Czy zatem można uznać, że polskie władze nie zabiegają o relacje partnerskie z Izraelem, ale służalcze?
Polskie władze popełniają straszne błędy. Bo czymże jest odznaczenie Orderem Orła Białego izraelskiego faryzeusza Szewacha Weissa, który fałszuje historię mówiąc, że w Urzędzie Bezpieczeństwa znalazłby najwyżej pięciu Żydów? To kłamstwo. W UB pracowało przynajmniej pięć tysięcy żydów, nie mówiąc już o całej czołówce. Kolejnym błędem prezydenta było mianowanie generałem Jana Karskiego, który w ostatnich piętnastu latach życia był wyraźnym wrogiem Polaków stając we wszystkich konfliktach i polemikach polsko-żydowskich po stronie Żydów. Jego stanowisko było podyktowane prywatnymi interesami. Strona żydowska obiecała mu wysoką emeryturę oraz zapewniono go, że jeśli będzie stawał po stronie Żydów, zostanie mu załatwiona Pokojowa Nagroda Nobla. Na podobnych układach Nagrodę Nobla otrzymała Wisława Szymborska zamiast Zbigniewa Herberta. Poinformował mnie o tym zmarły kilka miesięcy temu prof. Iwo Cyprian Pogonowski.
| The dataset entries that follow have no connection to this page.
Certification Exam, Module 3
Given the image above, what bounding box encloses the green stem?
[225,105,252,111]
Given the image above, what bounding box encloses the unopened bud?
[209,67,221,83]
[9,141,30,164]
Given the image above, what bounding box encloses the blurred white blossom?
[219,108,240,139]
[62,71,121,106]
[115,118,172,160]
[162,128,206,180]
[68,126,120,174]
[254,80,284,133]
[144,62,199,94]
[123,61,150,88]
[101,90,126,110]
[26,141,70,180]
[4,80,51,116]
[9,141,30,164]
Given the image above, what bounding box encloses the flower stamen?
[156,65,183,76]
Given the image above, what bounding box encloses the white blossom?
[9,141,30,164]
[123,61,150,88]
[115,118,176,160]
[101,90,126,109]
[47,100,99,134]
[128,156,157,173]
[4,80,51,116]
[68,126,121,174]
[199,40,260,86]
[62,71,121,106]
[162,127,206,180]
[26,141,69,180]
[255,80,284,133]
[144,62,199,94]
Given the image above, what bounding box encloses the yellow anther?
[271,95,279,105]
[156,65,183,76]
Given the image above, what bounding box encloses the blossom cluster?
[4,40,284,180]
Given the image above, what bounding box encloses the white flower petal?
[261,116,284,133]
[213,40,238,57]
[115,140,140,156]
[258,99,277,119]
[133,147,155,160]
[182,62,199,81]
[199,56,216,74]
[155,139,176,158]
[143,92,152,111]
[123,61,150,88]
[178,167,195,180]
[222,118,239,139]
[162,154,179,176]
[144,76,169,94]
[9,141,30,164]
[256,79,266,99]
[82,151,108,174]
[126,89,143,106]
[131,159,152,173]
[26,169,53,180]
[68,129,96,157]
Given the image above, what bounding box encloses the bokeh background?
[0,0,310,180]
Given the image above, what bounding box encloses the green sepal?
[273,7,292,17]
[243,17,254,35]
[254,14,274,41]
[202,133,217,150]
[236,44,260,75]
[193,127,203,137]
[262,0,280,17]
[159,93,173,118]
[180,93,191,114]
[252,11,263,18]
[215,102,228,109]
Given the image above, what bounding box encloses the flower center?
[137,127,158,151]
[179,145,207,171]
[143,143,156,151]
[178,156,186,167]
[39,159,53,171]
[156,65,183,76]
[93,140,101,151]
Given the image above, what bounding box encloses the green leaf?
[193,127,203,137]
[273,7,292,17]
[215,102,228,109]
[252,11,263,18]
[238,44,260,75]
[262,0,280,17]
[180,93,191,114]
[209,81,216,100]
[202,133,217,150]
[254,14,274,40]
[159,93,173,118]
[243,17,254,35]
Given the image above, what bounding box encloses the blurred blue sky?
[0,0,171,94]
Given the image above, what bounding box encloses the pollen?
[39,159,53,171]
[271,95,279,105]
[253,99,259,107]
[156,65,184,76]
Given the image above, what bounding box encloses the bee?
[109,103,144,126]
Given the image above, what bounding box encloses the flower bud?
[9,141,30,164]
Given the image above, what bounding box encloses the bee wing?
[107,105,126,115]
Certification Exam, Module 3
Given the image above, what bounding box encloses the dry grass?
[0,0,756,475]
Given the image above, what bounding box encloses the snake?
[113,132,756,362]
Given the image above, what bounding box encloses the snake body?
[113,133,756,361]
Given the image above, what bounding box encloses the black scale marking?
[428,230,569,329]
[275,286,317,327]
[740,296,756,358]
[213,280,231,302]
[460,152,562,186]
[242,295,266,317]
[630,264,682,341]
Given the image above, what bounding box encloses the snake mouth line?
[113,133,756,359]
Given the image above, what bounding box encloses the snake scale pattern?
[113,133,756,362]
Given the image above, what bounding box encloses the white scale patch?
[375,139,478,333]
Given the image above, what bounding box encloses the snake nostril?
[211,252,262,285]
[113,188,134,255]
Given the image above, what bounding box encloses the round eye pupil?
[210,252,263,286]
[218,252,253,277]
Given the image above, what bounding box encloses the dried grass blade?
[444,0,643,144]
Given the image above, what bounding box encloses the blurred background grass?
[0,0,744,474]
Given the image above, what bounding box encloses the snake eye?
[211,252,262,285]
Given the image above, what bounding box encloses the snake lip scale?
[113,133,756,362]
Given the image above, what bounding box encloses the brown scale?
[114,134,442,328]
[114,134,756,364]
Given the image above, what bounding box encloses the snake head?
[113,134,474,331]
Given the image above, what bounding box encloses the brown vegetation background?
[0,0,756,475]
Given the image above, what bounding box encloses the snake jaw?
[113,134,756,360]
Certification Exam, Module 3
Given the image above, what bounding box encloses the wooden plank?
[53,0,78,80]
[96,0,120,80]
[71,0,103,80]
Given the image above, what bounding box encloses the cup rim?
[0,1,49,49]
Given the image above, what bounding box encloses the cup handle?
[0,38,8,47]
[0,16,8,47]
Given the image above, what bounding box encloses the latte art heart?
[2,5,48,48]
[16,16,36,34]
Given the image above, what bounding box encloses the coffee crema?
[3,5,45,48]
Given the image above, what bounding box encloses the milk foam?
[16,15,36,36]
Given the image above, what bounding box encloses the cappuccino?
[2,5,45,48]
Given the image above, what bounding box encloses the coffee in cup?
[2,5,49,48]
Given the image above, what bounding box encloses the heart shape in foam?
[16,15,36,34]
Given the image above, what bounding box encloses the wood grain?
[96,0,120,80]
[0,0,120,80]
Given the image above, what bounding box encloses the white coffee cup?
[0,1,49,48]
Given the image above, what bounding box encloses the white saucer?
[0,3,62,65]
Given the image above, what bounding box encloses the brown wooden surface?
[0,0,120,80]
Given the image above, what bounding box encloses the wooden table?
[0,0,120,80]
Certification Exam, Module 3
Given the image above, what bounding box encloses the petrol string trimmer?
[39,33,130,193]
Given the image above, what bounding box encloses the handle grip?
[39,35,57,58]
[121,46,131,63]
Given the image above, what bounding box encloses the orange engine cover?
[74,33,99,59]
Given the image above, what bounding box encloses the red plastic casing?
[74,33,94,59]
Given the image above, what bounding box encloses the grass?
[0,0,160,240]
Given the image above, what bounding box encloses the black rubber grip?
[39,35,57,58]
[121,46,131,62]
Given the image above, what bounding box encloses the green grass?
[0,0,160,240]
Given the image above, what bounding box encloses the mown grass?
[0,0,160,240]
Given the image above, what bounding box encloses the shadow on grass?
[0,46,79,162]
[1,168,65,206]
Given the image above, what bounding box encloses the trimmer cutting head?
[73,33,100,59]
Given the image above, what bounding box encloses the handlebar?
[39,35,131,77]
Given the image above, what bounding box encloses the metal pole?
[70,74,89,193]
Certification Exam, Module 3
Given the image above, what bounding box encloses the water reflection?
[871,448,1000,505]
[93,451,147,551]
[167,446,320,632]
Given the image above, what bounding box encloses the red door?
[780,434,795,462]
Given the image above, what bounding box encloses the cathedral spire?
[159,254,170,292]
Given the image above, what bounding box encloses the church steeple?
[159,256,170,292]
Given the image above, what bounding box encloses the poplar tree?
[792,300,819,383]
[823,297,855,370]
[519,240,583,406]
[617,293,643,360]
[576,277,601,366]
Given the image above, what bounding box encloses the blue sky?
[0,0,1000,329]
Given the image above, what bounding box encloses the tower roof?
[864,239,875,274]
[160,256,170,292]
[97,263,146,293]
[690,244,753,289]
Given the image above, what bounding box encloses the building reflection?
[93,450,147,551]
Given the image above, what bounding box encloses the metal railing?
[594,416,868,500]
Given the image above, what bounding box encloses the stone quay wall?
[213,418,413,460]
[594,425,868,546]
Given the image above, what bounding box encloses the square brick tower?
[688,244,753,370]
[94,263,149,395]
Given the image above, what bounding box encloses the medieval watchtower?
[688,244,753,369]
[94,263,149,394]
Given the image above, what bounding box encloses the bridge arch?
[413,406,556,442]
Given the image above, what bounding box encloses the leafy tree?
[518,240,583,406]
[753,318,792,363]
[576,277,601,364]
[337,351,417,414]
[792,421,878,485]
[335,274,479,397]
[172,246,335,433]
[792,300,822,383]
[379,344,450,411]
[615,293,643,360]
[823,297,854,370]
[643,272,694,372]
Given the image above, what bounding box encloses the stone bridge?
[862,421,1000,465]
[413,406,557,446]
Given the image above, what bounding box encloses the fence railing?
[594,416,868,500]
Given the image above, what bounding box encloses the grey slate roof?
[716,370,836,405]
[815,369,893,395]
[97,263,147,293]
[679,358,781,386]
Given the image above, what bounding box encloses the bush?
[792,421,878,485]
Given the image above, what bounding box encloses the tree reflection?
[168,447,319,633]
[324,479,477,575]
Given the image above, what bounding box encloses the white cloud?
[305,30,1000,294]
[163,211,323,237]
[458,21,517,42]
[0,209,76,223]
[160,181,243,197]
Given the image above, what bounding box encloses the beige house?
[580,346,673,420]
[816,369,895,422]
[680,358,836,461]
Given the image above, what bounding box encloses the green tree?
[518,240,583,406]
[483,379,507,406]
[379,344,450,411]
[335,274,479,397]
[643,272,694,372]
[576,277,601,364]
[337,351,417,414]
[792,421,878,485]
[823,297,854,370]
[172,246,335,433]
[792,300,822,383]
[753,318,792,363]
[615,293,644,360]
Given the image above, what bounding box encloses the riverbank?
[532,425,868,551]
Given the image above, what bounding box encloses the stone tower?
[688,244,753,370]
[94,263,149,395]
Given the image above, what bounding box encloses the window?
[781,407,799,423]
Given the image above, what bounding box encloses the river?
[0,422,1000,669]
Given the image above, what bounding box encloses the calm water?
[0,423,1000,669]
Czy biorąc pod uwagę wszelkie akty polonofobiczne i aktualne stanowisko polskiej władzy, możemy żywić realną nadzieję, na polepszenie stosunków polsko-izraelskich?
Na pewno nie na takich zasadach, na których opierała się ostatnia wizyta prezydenta Dudy w Izraelu. Nie można pozwolić na samobiczowanie, zwłaszcza że gdybyśmy przyjrzeli się błędom i winom z obu stron, okaże się, że dużo większe grzechy obciążają Żydów, zwłaszcza tych pochodzących ze Stanów Zjednoczonych, gdyż to oni są nosicielami największego antypolonizmu na świecie. Gustaw Herling Grudziński, pisarz z korzeniami żydowskimi, mówił że Żydzi amerykańscy są skrajnymi fanatykami.
Tekst ukazał się na łamach tygodnika Polska Niepodległa.